Mr Blair will join Paul Keating, the Australian Labor leader and Prime Minister, as guests of Mr Murdoch at News Corporation's three-yearly management conference, which draws together the most influential people in the Murdoch empire.
The occasion will be brimming with ironic parallels. Mr Blair and Mr Keating lead parties which have been severely burnt by their treatment from the Murdoch press, then apparently "rehabilitated" by Mr Murdoch. Initially, all the signs were that Mr Keating would stay away from the Murdoch conference, but his office has announced that he, too, will attend and speak. Mr Keating and Mr Blair will meet first in Cairns, in tropical north Queensland, on Sunday. Then they will fly to the conference on Hayman Island, an exclusive resort in the Whitsunday Passage group run by Ansett Airlines, which is half-owned by News Corporation. Mr Blair will deliver the keynote address on "Britain in the World" on Monday.
For the magnate and his political guests, expediency will be the name of the game. Just as Mr Murdoch appears to have become exasperated by John Major and the Conservatives, he decided long ago that Australia's conservative Liberal Party, which his newspapers once supported, had run out of steam and that his Antipodean business interests would best be served by the new-look, ideologically pragmatic Labor Party. Most of his papers have supported Labor in three of the four elections that it has won since 1983. With all opinion polls wrongly predicting a Labor defeat at the last election two years ago, they again turned anti-Labor.

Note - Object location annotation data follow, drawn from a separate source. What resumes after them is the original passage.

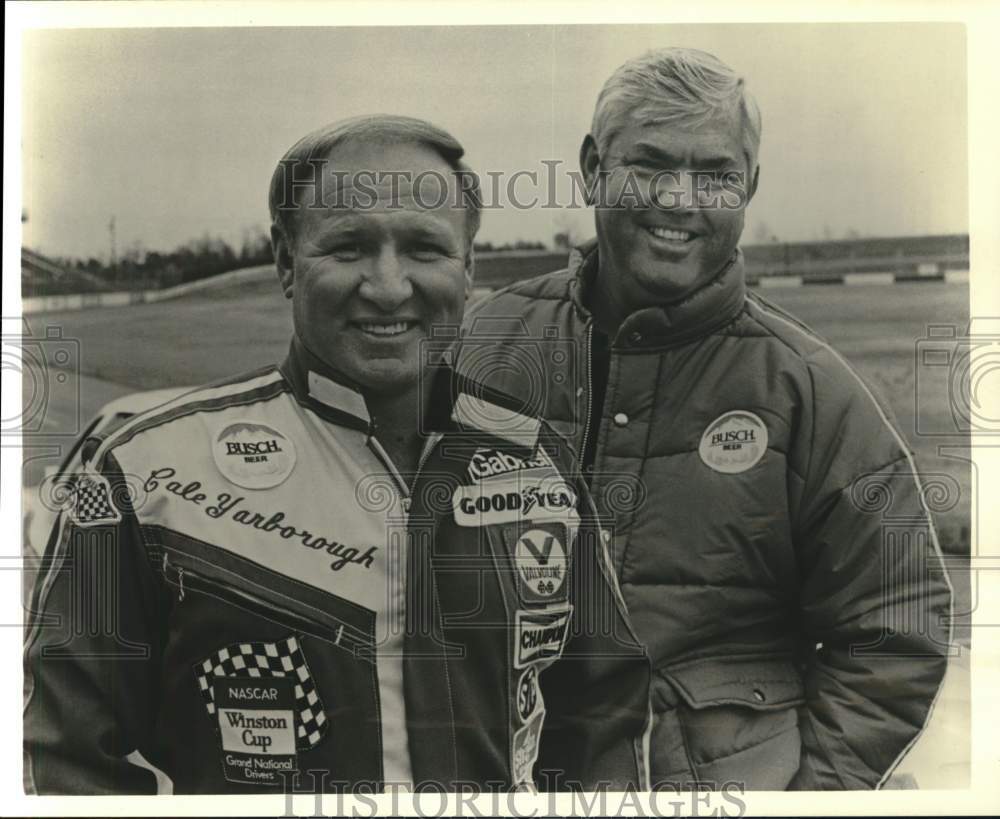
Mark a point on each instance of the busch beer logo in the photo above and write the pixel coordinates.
(540, 635)
(253, 455)
(491, 463)
(503, 502)
(733, 442)
(541, 565)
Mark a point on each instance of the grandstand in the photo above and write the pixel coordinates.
(40, 276)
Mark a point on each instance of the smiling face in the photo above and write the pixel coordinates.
(368, 283)
(658, 242)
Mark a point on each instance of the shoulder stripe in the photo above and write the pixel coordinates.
(204, 399)
(920, 492)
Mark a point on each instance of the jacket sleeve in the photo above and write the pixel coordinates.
(597, 694)
(874, 598)
(91, 653)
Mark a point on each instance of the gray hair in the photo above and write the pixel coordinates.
(676, 85)
(375, 128)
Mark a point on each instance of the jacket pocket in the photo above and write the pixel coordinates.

Mr Keating will tell Mr Blair why Mr Murdoch appears to have become the Labor government's favoured media tycoon, or, to those MPs who still feel distinctly uncomfortable about the relationship, the least evil one. Mr Keating and Mr Murdoch have met several times, but their seminal discussion was at Mr Murdoch's Canberra residence last October. Out of that came a decision by Twentieth Century Fox, an arm of News Corporation, to establish a film production studio in the heart of Sydney. Mr Keating made this decision a centrepiece of his statement a few days later on his government's cultural policy.
The film studio has been followed by other massive Murdoch investments in Australia, such as buying up the country's rugby league game to form a superleague and forming an alliance with Telstra, the state-owned telecommunications company, to build a pay-television network. Canberra has looked benignly on all these investments. Last March, Mr Murdoch said on Australian television: "You have got to say about Paul Keating that he is one of the very few strong leaders in the world today ... he is quite a remarkable figure."
For his part, Mr Keating admires the bold risk-taker in Mr Murdoch and the global vision which he believes other Australian business figures lack. Mr Keating also knows the value of having the support of a tycoon who controls almost 70 per cent of Australia's metropolitan newspapers, one of the world's highest concentrations of press ownership. Kerry Packer, Mr Murdoch's biggest media industry rival in Australia, is firmly out of Canberra's favour. The Murdoch-Labor relationship was not always so warm. The party's left has never forgiven the Murdoch press for what it believes was its destruction of the Labor administration of Gough Whitlam in 1975.
Twenty years later, Mr Murdoch has proved the durability of his mercurial approach towards those who hold the reins of power. As Mr Blair offers his opinions on Monday, however, he would be wise to remember that it is he who is on trial, not the Murdoch empire.